Fast drei Monate ist es her, dass Pedro Castillo zum neuen Staatspräsidenten von Peru gewählt wurde. Das Amt angetreten haben er und das ebenfalls neu gewählte Parlament am 28. Juli, dem Tag der 200-Jahre-Feier der «Unabhängigkeit». 1821 wurde das Land nach dem Sieg über die spanischen Truppen für unabhängig und die Kolonialherrschaft für beendet erklärt.

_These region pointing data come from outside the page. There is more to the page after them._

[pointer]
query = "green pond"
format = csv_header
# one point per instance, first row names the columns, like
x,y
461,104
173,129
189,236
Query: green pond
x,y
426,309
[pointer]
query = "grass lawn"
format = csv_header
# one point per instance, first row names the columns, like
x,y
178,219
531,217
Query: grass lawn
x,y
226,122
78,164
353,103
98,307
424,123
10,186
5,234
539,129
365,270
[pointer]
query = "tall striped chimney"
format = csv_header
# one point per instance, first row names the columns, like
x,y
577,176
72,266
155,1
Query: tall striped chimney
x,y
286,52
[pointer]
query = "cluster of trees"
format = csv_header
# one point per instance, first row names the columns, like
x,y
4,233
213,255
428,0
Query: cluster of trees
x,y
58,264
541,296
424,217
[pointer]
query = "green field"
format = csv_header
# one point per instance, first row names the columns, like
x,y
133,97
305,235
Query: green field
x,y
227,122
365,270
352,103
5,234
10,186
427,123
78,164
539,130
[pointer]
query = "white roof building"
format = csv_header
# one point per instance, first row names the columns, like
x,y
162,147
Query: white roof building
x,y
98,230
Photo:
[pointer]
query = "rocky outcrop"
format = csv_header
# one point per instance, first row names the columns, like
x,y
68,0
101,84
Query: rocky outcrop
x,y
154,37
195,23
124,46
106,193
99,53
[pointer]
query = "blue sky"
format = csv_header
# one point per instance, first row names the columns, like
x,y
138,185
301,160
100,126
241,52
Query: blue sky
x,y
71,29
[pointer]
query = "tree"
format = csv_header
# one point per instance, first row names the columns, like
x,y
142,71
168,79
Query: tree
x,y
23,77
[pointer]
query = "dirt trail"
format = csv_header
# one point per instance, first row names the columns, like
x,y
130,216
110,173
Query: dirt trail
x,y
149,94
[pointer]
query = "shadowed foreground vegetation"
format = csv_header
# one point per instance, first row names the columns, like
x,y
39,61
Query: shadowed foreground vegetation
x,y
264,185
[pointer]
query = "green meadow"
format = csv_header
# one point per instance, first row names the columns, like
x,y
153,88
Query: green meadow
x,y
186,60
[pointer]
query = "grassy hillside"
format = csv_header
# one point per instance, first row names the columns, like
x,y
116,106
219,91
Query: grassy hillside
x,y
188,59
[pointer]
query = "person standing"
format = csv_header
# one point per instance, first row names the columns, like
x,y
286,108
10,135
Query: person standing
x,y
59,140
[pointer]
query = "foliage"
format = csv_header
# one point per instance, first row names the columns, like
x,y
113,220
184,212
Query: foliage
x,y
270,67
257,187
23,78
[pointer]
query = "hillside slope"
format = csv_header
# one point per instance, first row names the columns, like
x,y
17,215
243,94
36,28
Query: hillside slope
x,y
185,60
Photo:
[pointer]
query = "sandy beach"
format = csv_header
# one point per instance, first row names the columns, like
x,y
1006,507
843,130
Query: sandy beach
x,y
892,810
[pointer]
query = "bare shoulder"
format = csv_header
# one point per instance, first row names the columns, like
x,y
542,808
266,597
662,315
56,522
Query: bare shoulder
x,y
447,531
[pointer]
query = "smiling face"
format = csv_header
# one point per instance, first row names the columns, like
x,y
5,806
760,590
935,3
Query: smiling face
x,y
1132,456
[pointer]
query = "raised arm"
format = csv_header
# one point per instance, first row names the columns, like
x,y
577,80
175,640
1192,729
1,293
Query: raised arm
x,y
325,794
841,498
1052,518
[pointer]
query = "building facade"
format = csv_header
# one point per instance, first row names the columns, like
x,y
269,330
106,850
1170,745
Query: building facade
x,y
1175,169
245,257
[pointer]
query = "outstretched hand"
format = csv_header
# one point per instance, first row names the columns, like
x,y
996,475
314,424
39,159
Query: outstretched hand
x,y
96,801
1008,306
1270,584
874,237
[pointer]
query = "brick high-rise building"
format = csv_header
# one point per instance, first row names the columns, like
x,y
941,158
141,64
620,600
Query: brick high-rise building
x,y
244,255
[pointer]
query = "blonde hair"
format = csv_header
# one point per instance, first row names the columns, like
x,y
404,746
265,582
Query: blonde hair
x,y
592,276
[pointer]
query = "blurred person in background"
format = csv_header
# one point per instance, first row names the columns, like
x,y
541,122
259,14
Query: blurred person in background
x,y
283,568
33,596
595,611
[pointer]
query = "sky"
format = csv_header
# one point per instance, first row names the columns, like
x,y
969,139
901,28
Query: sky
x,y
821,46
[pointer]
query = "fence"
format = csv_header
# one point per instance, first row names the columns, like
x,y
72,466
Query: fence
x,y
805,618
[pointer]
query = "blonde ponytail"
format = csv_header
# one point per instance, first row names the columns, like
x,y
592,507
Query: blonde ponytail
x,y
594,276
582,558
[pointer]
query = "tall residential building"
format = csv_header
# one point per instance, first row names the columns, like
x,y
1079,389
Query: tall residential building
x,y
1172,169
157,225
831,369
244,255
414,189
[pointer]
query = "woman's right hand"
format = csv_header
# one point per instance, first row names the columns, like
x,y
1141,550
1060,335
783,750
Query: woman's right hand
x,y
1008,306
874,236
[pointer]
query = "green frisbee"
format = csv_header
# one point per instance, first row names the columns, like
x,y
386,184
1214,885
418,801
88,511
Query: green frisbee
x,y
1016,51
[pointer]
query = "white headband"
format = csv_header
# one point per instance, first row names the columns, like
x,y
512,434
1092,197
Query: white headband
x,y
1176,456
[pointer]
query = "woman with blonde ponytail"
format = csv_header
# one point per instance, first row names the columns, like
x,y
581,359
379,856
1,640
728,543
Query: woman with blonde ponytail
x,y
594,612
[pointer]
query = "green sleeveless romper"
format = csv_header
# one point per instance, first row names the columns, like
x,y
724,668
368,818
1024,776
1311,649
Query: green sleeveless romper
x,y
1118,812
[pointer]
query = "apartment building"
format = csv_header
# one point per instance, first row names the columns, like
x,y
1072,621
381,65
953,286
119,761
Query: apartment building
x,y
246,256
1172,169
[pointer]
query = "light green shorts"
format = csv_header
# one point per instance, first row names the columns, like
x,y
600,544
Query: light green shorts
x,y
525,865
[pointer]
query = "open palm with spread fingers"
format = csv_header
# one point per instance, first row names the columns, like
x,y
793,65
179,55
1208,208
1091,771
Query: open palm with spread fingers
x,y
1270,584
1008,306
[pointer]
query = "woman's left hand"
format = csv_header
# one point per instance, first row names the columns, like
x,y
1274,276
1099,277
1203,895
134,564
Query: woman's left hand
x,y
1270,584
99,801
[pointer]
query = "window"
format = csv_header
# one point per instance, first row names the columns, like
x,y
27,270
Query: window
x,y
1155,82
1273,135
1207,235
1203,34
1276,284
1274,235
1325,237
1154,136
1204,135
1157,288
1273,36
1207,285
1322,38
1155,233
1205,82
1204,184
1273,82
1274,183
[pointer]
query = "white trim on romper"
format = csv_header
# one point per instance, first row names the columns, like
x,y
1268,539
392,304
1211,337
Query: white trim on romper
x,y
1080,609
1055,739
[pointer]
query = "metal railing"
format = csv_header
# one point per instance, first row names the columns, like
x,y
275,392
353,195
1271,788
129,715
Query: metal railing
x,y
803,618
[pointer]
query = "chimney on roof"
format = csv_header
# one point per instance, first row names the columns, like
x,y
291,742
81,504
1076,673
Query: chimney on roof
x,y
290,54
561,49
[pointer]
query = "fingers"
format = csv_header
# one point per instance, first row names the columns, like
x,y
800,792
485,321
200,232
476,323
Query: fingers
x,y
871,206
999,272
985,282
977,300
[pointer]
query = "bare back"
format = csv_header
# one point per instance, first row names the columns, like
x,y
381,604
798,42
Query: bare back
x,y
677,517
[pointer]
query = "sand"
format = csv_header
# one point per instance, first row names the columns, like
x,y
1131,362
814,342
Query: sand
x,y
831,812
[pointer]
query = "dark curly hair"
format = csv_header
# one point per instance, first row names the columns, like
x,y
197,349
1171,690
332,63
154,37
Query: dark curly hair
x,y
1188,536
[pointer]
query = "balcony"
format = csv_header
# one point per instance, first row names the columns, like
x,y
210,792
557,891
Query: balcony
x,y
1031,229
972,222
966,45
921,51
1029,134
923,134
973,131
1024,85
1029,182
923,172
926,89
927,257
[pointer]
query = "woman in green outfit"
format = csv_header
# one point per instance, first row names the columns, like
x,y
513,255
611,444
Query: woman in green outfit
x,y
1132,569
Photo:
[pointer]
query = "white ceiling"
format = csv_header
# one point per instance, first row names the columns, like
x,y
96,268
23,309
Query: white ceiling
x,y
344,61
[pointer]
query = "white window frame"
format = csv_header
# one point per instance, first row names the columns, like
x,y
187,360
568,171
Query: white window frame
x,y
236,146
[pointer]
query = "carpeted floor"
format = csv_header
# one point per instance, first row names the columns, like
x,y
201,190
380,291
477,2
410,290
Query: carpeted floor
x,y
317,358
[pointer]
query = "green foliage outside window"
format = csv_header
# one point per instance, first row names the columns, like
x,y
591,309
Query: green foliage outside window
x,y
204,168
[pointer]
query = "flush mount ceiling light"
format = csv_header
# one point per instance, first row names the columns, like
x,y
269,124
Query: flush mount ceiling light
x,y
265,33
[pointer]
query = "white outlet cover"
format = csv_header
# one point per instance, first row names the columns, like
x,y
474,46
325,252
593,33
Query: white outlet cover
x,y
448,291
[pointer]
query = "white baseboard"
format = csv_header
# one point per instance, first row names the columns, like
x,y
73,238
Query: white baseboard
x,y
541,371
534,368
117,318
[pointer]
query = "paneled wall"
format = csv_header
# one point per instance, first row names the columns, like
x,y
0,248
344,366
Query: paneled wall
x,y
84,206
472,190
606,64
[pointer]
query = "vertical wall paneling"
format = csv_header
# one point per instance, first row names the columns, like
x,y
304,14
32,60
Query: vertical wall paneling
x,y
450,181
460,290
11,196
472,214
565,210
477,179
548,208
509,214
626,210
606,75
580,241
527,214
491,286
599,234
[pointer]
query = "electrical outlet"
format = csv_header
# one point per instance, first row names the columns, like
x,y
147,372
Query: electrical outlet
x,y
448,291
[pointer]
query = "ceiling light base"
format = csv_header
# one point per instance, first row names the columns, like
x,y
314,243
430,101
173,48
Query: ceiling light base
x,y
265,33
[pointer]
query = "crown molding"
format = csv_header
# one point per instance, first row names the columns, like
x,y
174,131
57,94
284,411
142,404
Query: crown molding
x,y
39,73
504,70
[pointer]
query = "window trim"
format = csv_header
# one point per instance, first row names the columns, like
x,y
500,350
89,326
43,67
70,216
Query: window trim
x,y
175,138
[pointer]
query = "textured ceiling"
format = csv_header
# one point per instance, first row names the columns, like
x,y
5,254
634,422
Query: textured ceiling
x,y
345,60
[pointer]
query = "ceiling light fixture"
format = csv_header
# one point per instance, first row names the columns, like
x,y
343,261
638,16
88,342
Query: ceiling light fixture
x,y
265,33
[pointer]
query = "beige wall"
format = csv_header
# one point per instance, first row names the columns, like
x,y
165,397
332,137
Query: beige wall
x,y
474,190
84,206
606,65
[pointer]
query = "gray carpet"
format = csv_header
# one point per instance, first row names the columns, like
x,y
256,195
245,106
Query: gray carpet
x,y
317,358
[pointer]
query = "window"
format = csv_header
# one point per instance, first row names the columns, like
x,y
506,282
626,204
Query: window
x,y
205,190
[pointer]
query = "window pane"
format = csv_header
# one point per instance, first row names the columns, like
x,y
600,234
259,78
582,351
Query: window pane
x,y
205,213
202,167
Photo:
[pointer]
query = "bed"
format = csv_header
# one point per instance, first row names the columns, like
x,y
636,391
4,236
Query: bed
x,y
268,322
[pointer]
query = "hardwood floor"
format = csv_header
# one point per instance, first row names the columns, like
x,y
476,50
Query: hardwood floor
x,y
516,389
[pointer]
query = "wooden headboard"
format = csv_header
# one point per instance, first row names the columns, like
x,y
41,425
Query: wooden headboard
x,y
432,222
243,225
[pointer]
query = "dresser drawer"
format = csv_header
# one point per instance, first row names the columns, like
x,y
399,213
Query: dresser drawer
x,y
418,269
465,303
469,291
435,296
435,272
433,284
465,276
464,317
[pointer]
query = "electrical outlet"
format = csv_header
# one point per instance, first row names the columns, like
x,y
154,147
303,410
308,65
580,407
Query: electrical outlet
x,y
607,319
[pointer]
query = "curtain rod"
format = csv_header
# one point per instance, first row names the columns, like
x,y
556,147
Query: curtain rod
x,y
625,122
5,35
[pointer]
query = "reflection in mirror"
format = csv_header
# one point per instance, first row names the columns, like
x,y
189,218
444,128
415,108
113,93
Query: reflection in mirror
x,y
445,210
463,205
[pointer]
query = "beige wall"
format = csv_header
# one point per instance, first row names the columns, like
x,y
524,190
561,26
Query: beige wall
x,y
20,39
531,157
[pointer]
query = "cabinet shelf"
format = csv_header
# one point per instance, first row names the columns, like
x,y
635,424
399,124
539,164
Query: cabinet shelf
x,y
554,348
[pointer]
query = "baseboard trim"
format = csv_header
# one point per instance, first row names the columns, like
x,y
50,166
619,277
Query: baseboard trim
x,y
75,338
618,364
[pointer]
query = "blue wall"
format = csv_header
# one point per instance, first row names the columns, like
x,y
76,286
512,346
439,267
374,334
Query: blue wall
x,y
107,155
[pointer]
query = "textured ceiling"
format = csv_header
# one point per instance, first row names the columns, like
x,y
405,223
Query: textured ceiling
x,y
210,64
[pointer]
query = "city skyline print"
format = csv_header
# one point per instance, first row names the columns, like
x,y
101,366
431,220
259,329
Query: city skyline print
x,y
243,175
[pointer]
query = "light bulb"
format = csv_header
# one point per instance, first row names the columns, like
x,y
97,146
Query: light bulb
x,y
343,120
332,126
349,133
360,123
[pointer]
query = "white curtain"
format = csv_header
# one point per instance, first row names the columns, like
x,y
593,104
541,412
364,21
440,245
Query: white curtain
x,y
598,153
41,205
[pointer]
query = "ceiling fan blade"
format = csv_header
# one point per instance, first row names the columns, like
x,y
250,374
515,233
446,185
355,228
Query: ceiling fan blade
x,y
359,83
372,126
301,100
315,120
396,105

Die Realität sieht jedoch anders aus. Bis zum heutigen Tag gilt die indigene Bevölkerung in Peru – genauso wie in den meisten Nachbarländern – für eine Gesellschaft zweiter Klasse. Dies zeigt sich nicht nur in der rassistischen Haltung vieler «weisser» Peruanerinnen und Peruaner, die alles Indigene für rückständig und minderwertig halten. Auch strukturell werden die Angehörigen der 55 offiziell anerkannten indigenen Bevölkerungsgruppen diskriminiert. Dies zeigt sich nur schon daran, wie mit der Sprachvielfalt umgegangen wird.
Insgesamt sind in Lateinamerika laut UNICEF mehr als ein Fünftel der 557 indigenen Sprachen vom Aussterben bedroht. In Peru sind indigene Sprachen wie Aymara und Quechua zwar laut Artikel 48 der Verfassung als offizielle Landessprachen anerkannt – jedoch mit dem Zusatz «in den Regionen, in denen sie vorherrschen». In der Praxis wird aber, wer nicht fliessend Spanisch spricht, nicht nur verspottet und als ungebildet betrachtet, sondern hat auch grosse Mühe, Zugang zum Bildungs- und Gesundheitssystem zu finden oder seine politischen Rechte in Anspruch zu nehmen.
«Das staatliche Erziehungssystem ist zu einem zweischneidigen Schwert geworden, indem es die Interessen der andinen indigenen Gemeinschaften und ihrer Kultur verschwinden lässt», schreibt der Aymara-Theologe und Sprachwissenschaftler Domingo Llanque Chana aus Puno. «Die Methodik und die Lehrpläne sowie die Sprache in den Schulen ist der Realität der Indigenen fremd und verfolgt das Ziel der Assimilierung an die westliche kapitalistische Kultur. Auf diese Weise hat sich das staatliche Erziehungssystem in ein antipädagogisches Instrument der dominanten Kultur verwandelt, die den Wert der andinen Kultur verneint. Man will die Bevölkerung homogenisieren und zwingt den indigenen Kindern Spanisch auf. Man gibt ihnen von Anfang an das Gefühl, dass es eine Schande ist, wenn sie kein Spanisch können, und dass sie es so schnell wie möglich lernen müssen, um diese schwerwiegende Wissenslücke auszugleichen.»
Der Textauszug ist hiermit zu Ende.